Brasil 'viveu muito tempo de blefe' e nova regra será cumprida, diz secretário do Tesouro

Por IDIANA TOMAZELLI

BRASÍLIA, DF (FOLHAPRESS) - O secretário do Tesouro Nacional, Rogério Ceron, defendeu a nova regra fiscal proposta pelo governo de Luiz Inácio Lula da Silva (PT) e disse que o desenho proposto evitará a repetição do processo de desgaste sofrido pelo teto de gastos --que foi mudado diversas vezes pela gestão anterior e pelo Congresso Nacional.

"O país viveu muito tempo de blefe, em que você promete aquilo que não vai ser cumprido e cria regras que parecem que vão resolver alguma coisa de uma forma absurda, [mas é] completamente inexequível. E depois o país não atende, você faz PECs [proposta de emenda à Constituição] em cima de PECs para poder alterar isso", disse Ceron em entrevista nesta quinta-feira (30).

Segundo ele, o novo arcabouço concilia o ideal de responsabilidade fiscal com alguma flexibilidade, para que cada governo possa fazer suas escolhas políticas, como quais despesas serão priorizadas ou reduzidas.

Isso significa que a nova regra terá um gatilho de ajuste ligado ao cumprimento da meta de resultado primário, como antecipou a Folha, mas não haverá uma lista específica de medidas que o governo de plantão deverá adotar para assegurar a contenção das despesas.

"É melhor fazer um arcabouço que pode lidar com diferentes escolhas", argumentou Ceron, negando que esse desenho torne a regra menos rígida.

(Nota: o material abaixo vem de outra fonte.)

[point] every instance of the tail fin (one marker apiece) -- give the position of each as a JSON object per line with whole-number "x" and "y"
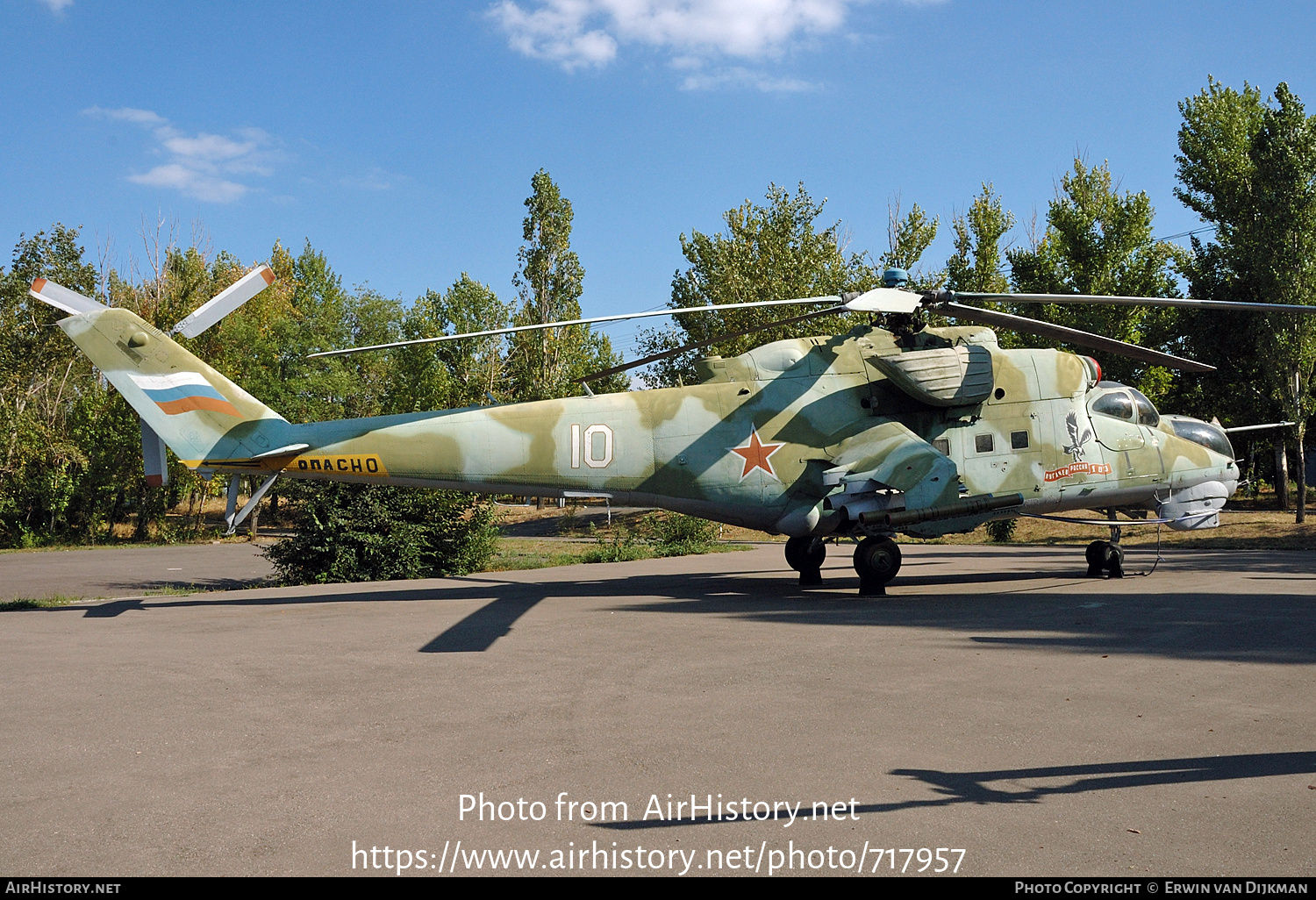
{"x": 205, "y": 418}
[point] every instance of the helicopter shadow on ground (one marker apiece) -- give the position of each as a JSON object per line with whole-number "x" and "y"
{"x": 1023, "y": 611}
{"x": 976, "y": 787}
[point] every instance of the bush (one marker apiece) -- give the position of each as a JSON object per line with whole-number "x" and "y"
{"x": 660, "y": 534}
{"x": 621, "y": 545}
{"x": 371, "y": 533}
{"x": 676, "y": 534}
{"x": 1002, "y": 529}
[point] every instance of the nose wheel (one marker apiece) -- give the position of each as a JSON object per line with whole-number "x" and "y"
{"x": 1105, "y": 557}
{"x": 805, "y": 555}
{"x": 876, "y": 560}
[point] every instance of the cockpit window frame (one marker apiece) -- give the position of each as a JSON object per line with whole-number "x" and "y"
{"x": 1205, "y": 434}
{"x": 1105, "y": 400}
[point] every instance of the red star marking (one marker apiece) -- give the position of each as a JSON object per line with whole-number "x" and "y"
{"x": 757, "y": 454}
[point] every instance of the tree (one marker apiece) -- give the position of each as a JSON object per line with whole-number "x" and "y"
{"x": 770, "y": 252}
{"x": 550, "y": 362}
{"x": 452, "y": 374}
{"x": 1099, "y": 241}
{"x": 908, "y": 239}
{"x": 1248, "y": 166}
{"x": 976, "y": 262}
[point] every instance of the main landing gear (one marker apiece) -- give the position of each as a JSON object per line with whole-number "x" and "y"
{"x": 1105, "y": 555}
{"x": 805, "y": 555}
{"x": 876, "y": 560}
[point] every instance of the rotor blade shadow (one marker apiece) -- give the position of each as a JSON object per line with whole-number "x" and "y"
{"x": 974, "y": 787}
{"x": 478, "y": 632}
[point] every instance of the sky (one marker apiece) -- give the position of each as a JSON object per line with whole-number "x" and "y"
{"x": 399, "y": 139}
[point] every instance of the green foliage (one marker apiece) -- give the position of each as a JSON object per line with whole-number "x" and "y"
{"x": 676, "y": 534}
{"x": 450, "y": 374}
{"x": 1248, "y": 166}
{"x": 908, "y": 239}
{"x": 1099, "y": 241}
{"x": 619, "y": 545}
{"x": 1000, "y": 531}
{"x": 549, "y": 362}
{"x": 976, "y": 262}
{"x": 658, "y": 534}
{"x": 368, "y": 533}
{"x": 770, "y": 252}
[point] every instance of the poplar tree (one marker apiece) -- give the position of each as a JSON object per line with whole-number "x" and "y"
{"x": 1248, "y": 166}
{"x": 550, "y": 279}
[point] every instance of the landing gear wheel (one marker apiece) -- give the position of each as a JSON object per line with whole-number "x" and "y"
{"x": 1105, "y": 558}
{"x": 1095, "y": 554}
{"x": 1115, "y": 561}
{"x": 876, "y": 561}
{"x": 805, "y": 555}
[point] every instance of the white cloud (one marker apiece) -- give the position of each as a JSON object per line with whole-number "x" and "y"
{"x": 125, "y": 115}
{"x": 191, "y": 182}
{"x": 374, "y": 179}
{"x": 741, "y": 76}
{"x": 200, "y": 165}
{"x": 579, "y": 33}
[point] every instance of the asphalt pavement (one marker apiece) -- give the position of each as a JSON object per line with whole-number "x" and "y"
{"x": 995, "y": 703}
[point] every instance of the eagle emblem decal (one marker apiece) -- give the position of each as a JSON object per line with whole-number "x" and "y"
{"x": 1076, "y": 449}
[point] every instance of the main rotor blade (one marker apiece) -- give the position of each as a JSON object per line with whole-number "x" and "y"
{"x": 655, "y": 357}
{"x": 1070, "y": 336}
{"x": 513, "y": 329}
{"x": 884, "y": 300}
{"x": 225, "y": 302}
{"x": 1190, "y": 303}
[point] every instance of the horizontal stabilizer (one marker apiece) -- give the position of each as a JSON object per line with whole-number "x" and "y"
{"x": 61, "y": 297}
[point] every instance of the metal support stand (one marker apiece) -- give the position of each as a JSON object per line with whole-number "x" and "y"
{"x": 234, "y": 518}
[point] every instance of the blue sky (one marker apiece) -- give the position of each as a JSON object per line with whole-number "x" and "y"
{"x": 400, "y": 137}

Como antecipou a Folha, o governo propõe uma regra fiscal em que o crescimento das despesas federais seja limitado a 70% do avanço da receita primária líquida observado nos últimos 12 meses até o mês de junho -dado disponível no momento da elaboração do Orçamento, apresentado em agosto de cada ano.

Esse limite de gastos será combinado a uma meta de resultado primário com bandas de flutuação, para dar alguma margem de manobra ao governo caso haja frustração ou impulso atípico nas receitas.

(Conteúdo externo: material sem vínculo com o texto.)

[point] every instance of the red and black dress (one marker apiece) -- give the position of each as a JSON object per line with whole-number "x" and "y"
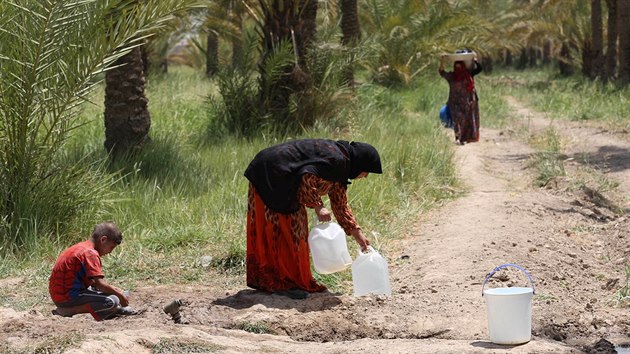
{"x": 285, "y": 180}
{"x": 463, "y": 103}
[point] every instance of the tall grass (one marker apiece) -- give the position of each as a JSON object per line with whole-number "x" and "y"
{"x": 184, "y": 197}
{"x": 575, "y": 98}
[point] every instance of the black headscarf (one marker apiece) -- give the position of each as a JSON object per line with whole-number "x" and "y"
{"x": 276, "y": 172}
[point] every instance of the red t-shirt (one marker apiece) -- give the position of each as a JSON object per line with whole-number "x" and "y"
{"x": 74, "y": 271}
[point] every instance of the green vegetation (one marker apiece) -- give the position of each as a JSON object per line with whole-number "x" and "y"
{"x": 573, "y": 98}
{"x": 548, "y": 160}
{"x": 623, "y": 295}
{"x": 174, "y": 345}
{"x": 257, "y": 327}
{"x": 184, "y": 197}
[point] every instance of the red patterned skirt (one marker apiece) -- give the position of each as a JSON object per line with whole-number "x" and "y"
{"x": 278, "y": 256}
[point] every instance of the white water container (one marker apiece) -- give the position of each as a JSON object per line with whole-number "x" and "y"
{"x": 370, "y": 274}
{"x": 329, "y": 249}
{"x": 509, "y": 311}
{"x": 467, "y": 58}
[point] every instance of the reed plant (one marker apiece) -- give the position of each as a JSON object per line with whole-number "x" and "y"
{"x": 575, "y": 98}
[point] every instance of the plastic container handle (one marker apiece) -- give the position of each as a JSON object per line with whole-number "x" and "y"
{"x": 369, "y": 250}
{"x": 505, "y": 266}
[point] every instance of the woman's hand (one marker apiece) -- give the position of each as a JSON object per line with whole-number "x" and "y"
{"x": 323, "y": 214}
{"x": 361, "y": 240}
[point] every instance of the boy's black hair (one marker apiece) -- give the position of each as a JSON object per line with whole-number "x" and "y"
{"x": 108, "y": 229}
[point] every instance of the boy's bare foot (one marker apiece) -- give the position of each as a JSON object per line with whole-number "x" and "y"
{"x": 127, "y": 311}
{"x": 60, "y": 312}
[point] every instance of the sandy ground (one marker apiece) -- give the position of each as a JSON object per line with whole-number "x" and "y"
{"x": 573, "y": 241}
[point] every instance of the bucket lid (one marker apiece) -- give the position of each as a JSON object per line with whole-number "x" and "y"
{"x": 508, "y": 291}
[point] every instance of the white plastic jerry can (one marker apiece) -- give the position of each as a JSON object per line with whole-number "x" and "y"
{"x": 370, "y": 274}
{"x": 329, "y": 249}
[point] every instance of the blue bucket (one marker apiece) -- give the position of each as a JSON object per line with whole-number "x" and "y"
{"x": 445, "y": 117}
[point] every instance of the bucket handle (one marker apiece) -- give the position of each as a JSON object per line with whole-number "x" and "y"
{"x": 505, "y": 266}
{"x": 370, "y": 250}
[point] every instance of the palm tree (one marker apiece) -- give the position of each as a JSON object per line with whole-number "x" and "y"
{"x": 623, "y": 11}
{"x": 127, "y": 118}
{"x": 613, "y": 34}
{"x": 48, "y": 66}
{"x": 350, "y": 29}
{"x": 281, "y": 25}
{"x": 597, "y": 42}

Se mesmo com esse intervalo a meta for descumprida, o crescimento da despesa no ano seguinte ficará limitado a 50% da alta da receita. O percentual de 70% só será retomado quando o governo conseguir recolocar as contas do país dentro das metas de primário.

Para Ceron, a queda de 70% para 50% já é suficiente para induzir o governo a efetuar o processo de contenção nas despesas, necessário para manter uma trajetória fiscal saudável.

A indicação de quais medidas seriam adotadas para recuperar receitas ou conter gastos viria depois, eventualmente elencada na LDO (Lei de Diretrizes Orçamentárias), mas sem um comando no próprio arcabouço para realização de ações específicas.

No teto de gastos, por exemplo, há gatilhos que determinam o congelamento de concursos e aumentos de despesa acima da inflação.

A ausência de uma lista específica de medidas a serem adotadas em caso de descumprimento foi lida no mercado como um sinal de certa frouxidão na regra -interpretação que o governo rejeita.

"É melhor ter flexibilidade para permitir a escolha política de quais despesas ele vai cortar ou não vai crescer tanto do que fazer essa lista", disse Ceron.

"[A regra] Ser mais crível ou não não tem a ver com a lista [de medidas] que você fez, mas sim com o arcabouço que permita fazer o ajuste", afirmou o secretário.

Para ele, estipular medidas a serem adotadas em caso de descumprimento das regras "não significa absolutamente nada em termos de ser mais rígido ou não".

Além disso, o desenho evitaria, na avaliação do governo, que uma futura gestão, insatisfeita com os instrumentos elencados no projeto, tente mudar a lei no Congresso -repetindo a série de dribles ao teto de gastos.

"Ele [o gestor] não poderá fazer escolha política de não ter responsabilidade fiscal", disse Ceron. "Precisamos deixar claro que tem que tomar as medidas, mas a escolha de priorização é política", afirmou.